Which is why I want to be very clear that THAT IS NOT WHAT IS HAPPENING HERE. Remember that God has a great deal invested in Abraham’s faithfulness. Abraham is nothing less than the foundation of God’s entire plan for the salvation of humanity. God has to make sure Abraham will really trust God. God has to make sure that Abraham will follow when he’s called, yes, but even more importantly: God has to make sure that Abraham knows what kind of god he’s following.
That’s the point of this test. It’s easy to forget that God doesn’t want Abraham to kill Isaac any more than Abraham does. You see, God’s identity is wrapped up in Isaac at least as much as Abraham’s is. Isaac is God’s promises made flesh. God promised Abraham that if he answered God’s call, God would give him a son and raise a mighty nation from his family. God’s credibility, God’s character, is on the line here. If Isaac dies, much less if Abraham kills him on God’s orders, then God is unfaithful and untrustworthy, capricious and bloodthirsty, no different from any of the Canaanite gods.
So yes, in a way, this is a test of Abraham’s faith, but not in the sense that we so often assume. God is testing whether Abraham trusts God enough to mean what he says to Isaac: “God himself will provide a lamb for the burnt offering, my son.” If Abraham doesn’t believe that, if he believes he’s following a God who can and will demand the sacrifice of Abraham’s son and God’s promise, then Abraham isn’t going to be a very solid foundation for building God’s people on.
But just as important, this is a test of God’s faith, too; through his obedience, whether he knows it or not, Abraham is actually testing God. Through his actions, Abraham is saying, “I swore to obey you, and you swore to fulfill this promise to me. I’m going to call your bluff.” Abraham has revealed his faith; now it remains to be seen what kind of God he really serves.
So what kind of God is it who has called Abraham to stand over his son on top of that mountain, his hand clenching the knife, arm upraised to slay the boy? The kind who shouts a word of grace that sweeps away the empty whispers of the wind swirling around the mountaintop: “Abraham! Abraham!” Then, for the first time, Abraham’s eyes light upon a ram entangled in the bushes by its horns.
For the first time, perhaps, Abraham realizes that God is utterly faithful to the promises he has given. He learns that God’s grace is more radical than God’s demands, and that God finds a way out of what our eyes tell us is a dead end. This passage is good news, believe it or not, because it reminds us that God’s tests do not end in death or tragedy. God’s tests are not, are never, about whether we really believe in God’s power and sovereignty; they are about whether we really believe in his grace and love.
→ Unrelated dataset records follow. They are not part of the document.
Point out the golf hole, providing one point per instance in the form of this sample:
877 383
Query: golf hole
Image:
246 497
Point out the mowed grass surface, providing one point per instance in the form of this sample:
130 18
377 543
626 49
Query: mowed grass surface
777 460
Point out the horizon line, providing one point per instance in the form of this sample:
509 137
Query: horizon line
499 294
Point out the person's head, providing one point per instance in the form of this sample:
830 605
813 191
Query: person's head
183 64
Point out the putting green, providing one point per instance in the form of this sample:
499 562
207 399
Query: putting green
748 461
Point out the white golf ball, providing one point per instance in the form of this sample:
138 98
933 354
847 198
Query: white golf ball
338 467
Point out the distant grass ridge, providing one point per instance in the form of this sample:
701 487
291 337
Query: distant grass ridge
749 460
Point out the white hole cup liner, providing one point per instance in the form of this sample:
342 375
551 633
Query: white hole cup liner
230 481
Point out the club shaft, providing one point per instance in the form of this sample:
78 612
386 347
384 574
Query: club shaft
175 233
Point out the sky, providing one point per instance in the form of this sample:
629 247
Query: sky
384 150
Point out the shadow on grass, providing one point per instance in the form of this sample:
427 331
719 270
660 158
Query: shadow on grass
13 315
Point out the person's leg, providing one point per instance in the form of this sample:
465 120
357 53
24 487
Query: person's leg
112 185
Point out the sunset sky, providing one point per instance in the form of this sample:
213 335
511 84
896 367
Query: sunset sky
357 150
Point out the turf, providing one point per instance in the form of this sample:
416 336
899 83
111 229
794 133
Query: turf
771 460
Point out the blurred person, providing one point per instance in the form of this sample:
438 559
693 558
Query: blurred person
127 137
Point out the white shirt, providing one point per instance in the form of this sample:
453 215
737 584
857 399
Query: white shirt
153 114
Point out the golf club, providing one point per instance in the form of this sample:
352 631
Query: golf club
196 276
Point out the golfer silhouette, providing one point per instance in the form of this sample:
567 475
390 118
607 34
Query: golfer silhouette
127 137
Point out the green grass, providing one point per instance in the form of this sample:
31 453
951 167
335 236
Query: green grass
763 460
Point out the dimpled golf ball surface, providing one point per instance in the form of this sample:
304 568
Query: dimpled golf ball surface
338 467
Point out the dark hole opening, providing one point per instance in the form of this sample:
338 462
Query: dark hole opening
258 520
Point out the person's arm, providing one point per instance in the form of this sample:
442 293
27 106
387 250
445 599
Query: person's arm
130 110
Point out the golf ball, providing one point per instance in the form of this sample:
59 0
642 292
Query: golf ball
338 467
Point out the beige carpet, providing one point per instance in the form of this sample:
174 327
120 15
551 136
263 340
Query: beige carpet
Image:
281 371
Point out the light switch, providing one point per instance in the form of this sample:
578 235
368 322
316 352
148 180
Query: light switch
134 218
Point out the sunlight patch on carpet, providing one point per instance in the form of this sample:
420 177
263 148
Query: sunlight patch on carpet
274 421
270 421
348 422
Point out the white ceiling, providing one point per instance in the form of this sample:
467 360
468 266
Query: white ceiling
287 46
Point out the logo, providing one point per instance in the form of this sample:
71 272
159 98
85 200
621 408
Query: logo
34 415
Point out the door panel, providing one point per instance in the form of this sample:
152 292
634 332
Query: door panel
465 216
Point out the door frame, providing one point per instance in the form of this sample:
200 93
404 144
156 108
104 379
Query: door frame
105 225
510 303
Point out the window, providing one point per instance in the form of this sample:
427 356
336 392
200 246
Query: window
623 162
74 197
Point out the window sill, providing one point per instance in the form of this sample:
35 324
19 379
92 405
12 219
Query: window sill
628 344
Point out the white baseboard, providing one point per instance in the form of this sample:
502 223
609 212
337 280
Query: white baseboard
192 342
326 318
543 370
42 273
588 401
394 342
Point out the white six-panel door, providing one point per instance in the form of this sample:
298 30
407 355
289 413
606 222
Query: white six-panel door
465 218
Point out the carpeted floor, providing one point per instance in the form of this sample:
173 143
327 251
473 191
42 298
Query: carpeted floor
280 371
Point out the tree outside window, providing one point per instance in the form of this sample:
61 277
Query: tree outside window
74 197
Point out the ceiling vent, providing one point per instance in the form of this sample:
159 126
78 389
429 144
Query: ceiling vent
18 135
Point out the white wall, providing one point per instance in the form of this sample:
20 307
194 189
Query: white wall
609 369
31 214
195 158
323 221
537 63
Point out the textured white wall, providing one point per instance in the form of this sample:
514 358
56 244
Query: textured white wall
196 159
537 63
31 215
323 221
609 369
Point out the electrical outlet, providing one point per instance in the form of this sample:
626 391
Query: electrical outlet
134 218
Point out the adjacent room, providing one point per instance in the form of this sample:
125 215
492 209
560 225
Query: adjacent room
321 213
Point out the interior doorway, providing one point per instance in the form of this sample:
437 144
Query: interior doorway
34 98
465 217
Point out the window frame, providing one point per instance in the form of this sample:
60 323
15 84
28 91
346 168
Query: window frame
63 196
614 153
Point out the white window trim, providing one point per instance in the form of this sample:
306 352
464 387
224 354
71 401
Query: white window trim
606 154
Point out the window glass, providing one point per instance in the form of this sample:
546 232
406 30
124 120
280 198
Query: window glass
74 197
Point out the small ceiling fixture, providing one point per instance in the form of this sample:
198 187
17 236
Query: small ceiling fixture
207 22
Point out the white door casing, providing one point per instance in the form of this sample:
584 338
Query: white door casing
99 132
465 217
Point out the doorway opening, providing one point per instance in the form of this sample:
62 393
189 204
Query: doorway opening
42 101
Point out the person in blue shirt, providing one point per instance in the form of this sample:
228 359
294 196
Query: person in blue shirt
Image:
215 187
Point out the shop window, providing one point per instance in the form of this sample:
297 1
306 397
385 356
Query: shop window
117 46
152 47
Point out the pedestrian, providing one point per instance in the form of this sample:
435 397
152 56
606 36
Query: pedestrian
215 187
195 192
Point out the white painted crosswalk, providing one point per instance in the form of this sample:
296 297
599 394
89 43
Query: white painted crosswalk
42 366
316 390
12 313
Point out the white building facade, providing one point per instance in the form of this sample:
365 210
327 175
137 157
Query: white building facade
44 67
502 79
God’s tests are not about whether we will follow him into death; they are about whether we will follow him into life. Now, this is not to say there are not evils to resist and struggle against; a quick scroll through whatever news sources you use on your phone will remind you of that. But such things are NOT tests that God sends upon us; they are evils which God stands with us in withstanding and opposing.
And for us, as followers of Jesus Christ, God proved God’s character and credibility when God sent God’s only Son who offered himself on the cross to establish the way out of no way, to bring life out of death, to suffer the worst the world could do, and keep coming for us with love, and mercy, and grace, and peace. That is God’s test, the test that God passed once and for all in Jesus Christ. Our test is simply whether we will follow that kind of God.